People got upset about the noise (the dog run was over the BQE, so it was drowned out by traffic white noise to the neighbors) and there were petty factions who hated her for this—while their dogs were jumping on picnic tables and going through people’s bags. I had confrontations. And Daisy never fought for her ball when it was stolen. She trotted around after the thief, waiting for it to get bored and drop it. I used to tell people that fighting for the ball would be tearing the duck. She was a huntin’ dog. Huntin’ dogs don’t play tug-of-war over ducks. Donald Trump could profit from an hour watching a couple of eager Labradors playing fetch.

And then she taught me the hardest lesson: saying goodbye. We had a vicious fire season last summer and what started as reverse sneezing quickly descended into breathing problems we figured were nasal tumors. The summer before she’d had a series of bladder infections and a bout of vestibular she didn’t quite recover from. Now she had to hold her head up to breathe. It was my responsibility—and mine alone—to make the decision. I had to think about it (and her and me) for a few days but one afternoon I laid down by her bed to pet her ears and murmur sweet everythings to her, and she got up and walked out to the living room couch.

She was too sick, too tired from fighting, to really care about me.
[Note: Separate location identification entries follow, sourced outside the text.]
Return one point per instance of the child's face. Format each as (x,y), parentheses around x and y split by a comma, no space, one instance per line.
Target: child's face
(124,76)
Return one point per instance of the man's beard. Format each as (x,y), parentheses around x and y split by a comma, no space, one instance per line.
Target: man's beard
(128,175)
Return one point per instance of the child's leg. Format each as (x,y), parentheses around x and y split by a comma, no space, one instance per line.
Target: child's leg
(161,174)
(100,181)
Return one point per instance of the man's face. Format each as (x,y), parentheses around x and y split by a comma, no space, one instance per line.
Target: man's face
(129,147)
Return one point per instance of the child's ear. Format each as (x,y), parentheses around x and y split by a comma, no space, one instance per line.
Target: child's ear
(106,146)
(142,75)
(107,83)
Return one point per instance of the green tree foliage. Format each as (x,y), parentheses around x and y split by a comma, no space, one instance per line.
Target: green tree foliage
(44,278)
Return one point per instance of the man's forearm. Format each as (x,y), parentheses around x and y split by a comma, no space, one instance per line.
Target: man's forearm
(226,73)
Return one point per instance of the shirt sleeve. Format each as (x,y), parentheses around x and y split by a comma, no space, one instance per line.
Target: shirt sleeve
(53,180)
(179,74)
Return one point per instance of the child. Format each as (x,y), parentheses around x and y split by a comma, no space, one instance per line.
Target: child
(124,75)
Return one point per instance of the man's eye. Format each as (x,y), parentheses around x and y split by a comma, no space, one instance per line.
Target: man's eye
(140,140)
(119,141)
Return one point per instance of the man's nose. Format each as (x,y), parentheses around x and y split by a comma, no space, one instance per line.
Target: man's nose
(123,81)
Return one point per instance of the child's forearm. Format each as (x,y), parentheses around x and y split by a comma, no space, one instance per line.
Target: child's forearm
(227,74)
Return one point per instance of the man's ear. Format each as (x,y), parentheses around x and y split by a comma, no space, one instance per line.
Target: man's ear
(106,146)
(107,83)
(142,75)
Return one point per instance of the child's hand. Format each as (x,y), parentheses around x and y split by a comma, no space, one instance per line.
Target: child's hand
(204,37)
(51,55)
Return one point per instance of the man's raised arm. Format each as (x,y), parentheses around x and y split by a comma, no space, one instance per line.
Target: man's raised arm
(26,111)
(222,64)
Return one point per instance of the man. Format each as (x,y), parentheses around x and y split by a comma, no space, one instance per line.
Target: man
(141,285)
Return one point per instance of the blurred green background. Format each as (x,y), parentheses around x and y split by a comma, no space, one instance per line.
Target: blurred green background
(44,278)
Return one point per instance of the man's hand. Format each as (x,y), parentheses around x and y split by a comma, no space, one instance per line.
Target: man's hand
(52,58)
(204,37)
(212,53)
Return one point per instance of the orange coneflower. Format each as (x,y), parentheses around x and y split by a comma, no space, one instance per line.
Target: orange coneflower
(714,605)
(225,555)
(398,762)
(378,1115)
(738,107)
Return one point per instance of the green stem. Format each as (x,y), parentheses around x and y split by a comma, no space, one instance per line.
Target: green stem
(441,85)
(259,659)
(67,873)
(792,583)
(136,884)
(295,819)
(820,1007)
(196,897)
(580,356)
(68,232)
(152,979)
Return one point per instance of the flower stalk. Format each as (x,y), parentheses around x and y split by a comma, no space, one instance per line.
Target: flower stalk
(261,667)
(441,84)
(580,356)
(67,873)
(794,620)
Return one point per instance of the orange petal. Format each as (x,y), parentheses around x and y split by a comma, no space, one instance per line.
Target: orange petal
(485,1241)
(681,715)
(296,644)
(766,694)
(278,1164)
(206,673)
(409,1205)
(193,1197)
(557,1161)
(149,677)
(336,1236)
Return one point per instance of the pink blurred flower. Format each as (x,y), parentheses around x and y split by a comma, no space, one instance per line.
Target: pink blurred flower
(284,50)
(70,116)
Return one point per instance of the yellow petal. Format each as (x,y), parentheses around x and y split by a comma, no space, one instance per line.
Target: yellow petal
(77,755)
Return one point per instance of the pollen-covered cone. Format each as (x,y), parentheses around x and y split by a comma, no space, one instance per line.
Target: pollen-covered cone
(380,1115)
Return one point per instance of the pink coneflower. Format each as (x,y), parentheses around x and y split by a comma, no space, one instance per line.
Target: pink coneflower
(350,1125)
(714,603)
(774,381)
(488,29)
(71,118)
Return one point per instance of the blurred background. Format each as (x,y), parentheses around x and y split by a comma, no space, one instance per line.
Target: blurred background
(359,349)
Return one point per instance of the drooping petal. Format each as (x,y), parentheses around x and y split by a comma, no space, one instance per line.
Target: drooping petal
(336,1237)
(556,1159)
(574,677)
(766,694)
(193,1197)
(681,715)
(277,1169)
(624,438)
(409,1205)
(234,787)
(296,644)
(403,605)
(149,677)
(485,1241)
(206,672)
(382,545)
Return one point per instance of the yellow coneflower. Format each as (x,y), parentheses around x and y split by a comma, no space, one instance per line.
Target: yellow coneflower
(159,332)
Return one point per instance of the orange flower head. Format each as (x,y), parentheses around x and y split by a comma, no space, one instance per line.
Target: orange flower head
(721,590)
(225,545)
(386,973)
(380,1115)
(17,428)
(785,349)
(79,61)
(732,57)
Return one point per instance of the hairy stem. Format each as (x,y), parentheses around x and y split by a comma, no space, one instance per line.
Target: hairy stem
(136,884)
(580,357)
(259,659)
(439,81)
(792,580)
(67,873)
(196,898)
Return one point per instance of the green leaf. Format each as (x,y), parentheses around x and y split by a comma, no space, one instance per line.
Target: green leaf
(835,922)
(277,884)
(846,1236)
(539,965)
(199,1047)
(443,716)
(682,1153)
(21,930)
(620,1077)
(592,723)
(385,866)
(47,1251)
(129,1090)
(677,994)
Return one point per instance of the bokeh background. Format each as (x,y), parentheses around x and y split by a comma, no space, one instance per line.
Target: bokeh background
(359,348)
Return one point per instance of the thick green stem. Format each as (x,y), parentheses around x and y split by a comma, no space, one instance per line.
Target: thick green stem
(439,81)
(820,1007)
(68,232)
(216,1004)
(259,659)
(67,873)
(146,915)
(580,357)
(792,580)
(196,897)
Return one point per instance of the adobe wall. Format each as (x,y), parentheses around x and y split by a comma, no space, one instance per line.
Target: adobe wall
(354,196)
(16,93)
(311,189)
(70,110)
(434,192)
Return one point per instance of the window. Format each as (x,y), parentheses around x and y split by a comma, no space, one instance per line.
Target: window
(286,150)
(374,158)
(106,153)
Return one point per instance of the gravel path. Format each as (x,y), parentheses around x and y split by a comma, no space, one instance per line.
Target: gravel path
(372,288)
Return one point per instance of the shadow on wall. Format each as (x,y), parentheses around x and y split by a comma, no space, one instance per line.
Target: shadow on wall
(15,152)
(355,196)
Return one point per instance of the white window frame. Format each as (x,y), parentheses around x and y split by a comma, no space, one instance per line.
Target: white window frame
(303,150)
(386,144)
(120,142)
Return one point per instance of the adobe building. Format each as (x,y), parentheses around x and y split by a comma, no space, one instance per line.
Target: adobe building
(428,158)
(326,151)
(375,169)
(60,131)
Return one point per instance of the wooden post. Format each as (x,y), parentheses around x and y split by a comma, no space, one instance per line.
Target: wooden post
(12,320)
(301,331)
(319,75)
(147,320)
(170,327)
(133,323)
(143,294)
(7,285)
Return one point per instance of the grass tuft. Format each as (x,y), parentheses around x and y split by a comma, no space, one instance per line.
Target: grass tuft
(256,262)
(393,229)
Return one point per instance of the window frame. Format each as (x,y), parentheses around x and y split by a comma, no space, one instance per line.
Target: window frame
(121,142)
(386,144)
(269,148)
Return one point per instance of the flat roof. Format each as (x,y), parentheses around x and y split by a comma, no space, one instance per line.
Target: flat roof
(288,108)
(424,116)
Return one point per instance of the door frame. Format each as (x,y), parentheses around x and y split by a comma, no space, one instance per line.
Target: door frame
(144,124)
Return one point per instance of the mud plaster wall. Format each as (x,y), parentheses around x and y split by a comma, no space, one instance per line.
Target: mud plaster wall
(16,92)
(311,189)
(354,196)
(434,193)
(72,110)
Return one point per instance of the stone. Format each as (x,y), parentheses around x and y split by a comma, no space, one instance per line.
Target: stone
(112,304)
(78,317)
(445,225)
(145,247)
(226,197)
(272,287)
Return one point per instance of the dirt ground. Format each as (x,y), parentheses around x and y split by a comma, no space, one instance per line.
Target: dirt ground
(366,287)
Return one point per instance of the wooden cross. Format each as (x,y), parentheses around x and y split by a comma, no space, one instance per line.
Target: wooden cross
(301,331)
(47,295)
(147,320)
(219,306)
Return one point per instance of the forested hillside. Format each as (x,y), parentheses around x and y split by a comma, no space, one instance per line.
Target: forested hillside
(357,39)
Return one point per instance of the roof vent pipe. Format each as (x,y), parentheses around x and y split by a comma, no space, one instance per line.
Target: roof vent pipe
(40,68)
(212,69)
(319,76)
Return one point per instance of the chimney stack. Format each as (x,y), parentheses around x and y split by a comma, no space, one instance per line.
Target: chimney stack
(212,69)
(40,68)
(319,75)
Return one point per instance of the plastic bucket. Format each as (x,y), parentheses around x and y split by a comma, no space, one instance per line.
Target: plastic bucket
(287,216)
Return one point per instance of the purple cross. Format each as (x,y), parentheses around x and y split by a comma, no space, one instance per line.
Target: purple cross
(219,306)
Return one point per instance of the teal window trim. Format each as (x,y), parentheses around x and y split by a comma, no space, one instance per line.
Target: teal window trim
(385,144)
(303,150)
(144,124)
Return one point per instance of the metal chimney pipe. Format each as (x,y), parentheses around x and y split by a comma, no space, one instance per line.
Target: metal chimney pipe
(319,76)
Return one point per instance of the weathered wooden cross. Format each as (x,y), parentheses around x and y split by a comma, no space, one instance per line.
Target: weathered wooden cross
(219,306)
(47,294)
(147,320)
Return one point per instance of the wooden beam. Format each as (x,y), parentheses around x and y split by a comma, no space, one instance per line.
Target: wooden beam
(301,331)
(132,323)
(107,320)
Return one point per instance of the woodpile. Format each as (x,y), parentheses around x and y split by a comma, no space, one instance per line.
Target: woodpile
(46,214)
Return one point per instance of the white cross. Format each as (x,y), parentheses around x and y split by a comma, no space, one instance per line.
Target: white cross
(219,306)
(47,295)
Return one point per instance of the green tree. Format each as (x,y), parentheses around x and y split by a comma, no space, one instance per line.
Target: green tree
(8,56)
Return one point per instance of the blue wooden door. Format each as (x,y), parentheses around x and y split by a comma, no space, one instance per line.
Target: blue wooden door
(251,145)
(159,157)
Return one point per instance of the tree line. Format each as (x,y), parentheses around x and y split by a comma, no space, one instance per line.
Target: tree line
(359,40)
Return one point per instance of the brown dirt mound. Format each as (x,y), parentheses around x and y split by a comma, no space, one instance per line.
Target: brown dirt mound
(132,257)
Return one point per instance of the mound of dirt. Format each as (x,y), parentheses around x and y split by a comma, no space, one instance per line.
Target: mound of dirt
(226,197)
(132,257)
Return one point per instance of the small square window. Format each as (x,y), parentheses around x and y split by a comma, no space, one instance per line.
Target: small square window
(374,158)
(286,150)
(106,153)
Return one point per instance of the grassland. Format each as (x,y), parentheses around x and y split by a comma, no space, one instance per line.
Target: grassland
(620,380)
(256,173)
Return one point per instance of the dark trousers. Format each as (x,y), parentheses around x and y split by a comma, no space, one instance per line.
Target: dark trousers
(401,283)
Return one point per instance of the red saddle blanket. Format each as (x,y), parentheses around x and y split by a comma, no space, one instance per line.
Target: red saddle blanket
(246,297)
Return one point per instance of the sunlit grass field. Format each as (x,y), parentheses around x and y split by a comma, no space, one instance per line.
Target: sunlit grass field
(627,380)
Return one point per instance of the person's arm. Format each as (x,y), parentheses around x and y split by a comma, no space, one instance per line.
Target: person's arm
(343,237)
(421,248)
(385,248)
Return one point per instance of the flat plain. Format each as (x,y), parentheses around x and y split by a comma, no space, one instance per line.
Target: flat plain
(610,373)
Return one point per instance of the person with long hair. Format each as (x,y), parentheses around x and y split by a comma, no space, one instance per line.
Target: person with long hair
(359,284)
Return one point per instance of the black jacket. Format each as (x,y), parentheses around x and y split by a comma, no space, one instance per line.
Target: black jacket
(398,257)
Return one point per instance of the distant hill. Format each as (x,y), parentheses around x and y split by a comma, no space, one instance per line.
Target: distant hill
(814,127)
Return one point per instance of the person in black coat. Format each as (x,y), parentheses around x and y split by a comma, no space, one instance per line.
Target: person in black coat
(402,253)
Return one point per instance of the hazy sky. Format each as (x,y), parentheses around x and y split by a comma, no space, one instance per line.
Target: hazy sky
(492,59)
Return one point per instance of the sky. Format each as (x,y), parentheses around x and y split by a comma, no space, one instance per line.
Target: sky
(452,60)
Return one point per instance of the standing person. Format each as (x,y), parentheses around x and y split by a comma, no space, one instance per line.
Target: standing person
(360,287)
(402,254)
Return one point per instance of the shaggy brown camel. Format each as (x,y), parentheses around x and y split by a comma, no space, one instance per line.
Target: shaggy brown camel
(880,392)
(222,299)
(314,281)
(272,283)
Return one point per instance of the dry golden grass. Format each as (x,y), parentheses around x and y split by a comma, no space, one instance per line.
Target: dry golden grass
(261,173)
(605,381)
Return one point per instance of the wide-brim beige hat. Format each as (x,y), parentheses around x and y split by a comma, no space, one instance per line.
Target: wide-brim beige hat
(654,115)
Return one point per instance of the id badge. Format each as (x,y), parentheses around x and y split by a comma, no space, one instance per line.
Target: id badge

It was her last lesson and I made the decision then. She loved me, but she was too miserable for love.

***

I have grieved the deaths of my parents, and grieved hard. They taught me the big things like changing my underwear, setting the table, and brushing my teeth, but it was Daisy who taught me the finesse of daily love and letting go.

She is not behind me in her bed. Montana is in the middle of a severe storm warning: it will be one degree tonight with strong winds. I’m grateful I neither have to walk her nor put her through that.

But I’m still mourning, still expecting her to be behind me or out in the living room.

The loss of a dog is the most intimate grief.